En fait, la tutelle fait allusion à la volonté du Collectif des clubs de bloquer l’Assemblée générale élective, dont la date n’est pas encore fixée, et de mettre en place une Fédération-bis. «Le Collectif des clubs rallume les braises en menaçant de mettre sur pied une Fédération-bis en cas d’échec à la prochaine Assemblée générale ordinaire qui sera tenue dans les plus brefs délais. Une manière de bloquer le bon fonctionnement de cette discipline et de remettre en cause les efforts immenses déployés par le Comité de normalisation depuis son installation», souligne la source.
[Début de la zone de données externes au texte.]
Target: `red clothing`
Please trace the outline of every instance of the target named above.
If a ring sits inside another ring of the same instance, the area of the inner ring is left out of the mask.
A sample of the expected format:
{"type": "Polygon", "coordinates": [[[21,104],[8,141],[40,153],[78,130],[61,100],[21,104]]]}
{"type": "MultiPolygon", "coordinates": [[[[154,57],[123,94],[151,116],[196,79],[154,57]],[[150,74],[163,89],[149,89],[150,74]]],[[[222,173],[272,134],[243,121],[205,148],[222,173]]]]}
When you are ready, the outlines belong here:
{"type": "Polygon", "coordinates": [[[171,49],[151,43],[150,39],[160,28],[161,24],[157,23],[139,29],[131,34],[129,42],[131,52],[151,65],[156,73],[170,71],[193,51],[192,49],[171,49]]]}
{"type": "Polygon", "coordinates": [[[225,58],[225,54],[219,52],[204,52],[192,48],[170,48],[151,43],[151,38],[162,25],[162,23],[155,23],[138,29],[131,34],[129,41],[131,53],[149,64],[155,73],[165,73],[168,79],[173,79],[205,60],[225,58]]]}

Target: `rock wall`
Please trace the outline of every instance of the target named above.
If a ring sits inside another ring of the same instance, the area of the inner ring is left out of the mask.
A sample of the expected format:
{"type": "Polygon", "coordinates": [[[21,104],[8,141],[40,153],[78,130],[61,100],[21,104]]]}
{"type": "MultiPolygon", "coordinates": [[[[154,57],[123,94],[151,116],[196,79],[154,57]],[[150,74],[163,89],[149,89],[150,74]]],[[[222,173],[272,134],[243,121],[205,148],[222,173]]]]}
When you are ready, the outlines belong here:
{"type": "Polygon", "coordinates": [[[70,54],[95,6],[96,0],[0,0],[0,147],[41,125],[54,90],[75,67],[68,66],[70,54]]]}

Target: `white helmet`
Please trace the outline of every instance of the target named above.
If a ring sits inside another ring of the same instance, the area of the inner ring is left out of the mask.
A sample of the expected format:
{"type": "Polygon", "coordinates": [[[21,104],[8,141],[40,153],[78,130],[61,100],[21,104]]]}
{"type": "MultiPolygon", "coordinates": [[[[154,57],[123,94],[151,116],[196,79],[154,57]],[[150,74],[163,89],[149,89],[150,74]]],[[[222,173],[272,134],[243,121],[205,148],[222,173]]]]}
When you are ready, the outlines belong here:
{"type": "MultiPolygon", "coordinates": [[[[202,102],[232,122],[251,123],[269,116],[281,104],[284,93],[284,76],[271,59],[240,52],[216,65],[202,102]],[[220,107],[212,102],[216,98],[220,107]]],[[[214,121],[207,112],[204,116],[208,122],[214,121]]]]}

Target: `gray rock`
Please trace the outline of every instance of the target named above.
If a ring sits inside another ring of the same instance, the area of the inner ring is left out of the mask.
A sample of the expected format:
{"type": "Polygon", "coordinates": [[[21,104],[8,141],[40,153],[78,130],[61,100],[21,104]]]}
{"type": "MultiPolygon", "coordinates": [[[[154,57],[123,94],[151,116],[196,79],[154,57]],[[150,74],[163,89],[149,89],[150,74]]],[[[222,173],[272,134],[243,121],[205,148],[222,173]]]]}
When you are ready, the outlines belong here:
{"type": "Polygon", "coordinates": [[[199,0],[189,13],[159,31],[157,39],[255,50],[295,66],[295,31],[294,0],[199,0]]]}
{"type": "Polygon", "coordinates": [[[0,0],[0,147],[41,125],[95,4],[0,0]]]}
Qui ajoute : «La mission du ministère des Sports et de la Vie Associative est de veiller et d’instaurer en toute légalité, en toute légitimité, en toute loyauté et en toute responsabilité, la défense des intérêts du mouvement sportif, en faisant preuve de neutralité et d’éthique morale. Le ministère des Sports et de la Vie Associative ne cédera pas à la pression ni à au chantage. Force restera à la loi pour le bon fonctionnement des instances fédérales.»
Des propos musclés venant de la tutelle et qui n’augurent rien de bon pour la suite. Confirmant ainsi les ingrédients d’un bras de fer qui ne fera que remettre sur le tatami, une nouvelle crise du judo.